Industry players in Central European are unimpressed by the UK’s current offer of 5,000 12-week temporary work visas, however. Lukasz Krzeminski, who owns Polish logistics company TF Krzeminscy, called for “long-term solutions” and better pay rates. “Polish truck drivers and logistics companies want to do business, but they need some stable rules for longer than three months,” said Jan Buczek, head of Poland’s Association of International Road Transport Carriers.

Meanwhile, Hungarian Road Transport Association spokesman Tivadar Arvay said members of the 2,500-strong body would be worried about having to leave hurriedly after their visa expired. “There’s much distrust now against working in the UK, given that the country is giving ad-hoc answers to its imminent problems,” he added.

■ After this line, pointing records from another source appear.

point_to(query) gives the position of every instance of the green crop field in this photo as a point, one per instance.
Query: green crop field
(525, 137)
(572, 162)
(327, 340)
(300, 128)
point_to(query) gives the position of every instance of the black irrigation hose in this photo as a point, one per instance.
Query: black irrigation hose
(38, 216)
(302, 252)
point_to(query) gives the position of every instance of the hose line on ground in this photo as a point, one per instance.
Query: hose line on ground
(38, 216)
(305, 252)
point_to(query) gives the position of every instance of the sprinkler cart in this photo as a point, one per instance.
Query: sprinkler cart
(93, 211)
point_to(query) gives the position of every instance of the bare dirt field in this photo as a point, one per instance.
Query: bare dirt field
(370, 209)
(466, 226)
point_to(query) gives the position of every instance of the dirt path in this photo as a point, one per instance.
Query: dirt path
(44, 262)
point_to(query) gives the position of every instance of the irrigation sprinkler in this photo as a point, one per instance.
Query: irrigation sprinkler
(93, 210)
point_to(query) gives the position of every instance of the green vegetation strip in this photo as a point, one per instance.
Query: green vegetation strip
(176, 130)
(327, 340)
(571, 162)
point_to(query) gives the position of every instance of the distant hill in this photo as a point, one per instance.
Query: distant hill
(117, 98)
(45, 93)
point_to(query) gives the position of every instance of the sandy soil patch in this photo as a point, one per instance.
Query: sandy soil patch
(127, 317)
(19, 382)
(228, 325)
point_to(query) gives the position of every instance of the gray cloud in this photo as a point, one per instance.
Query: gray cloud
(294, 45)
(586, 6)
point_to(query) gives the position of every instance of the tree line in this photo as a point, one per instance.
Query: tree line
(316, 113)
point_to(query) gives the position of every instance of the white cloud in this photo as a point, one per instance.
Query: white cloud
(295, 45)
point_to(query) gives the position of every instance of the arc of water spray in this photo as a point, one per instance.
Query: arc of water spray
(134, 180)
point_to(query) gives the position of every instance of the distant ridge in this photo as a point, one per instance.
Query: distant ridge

Asked on Tuesday whether Germany would consider sending hauliers to the UK to help with its petrol queues, Olaf Scholz said “the free movement of labour is part of the European Union, and we worked very hard to convince the British not to leave the Union. Now they decided different, and I hope that they will manage the problems coming from that.” 

Scholz, the favourite to become Germany’s next Chancellor added that “this is a problem to be solved: it might have something to do with the question of wages. If people want to decide for a certain job they want to know if it’s something very good for their whole life… this has something to do with working conditions and this has to be thought about,” he said.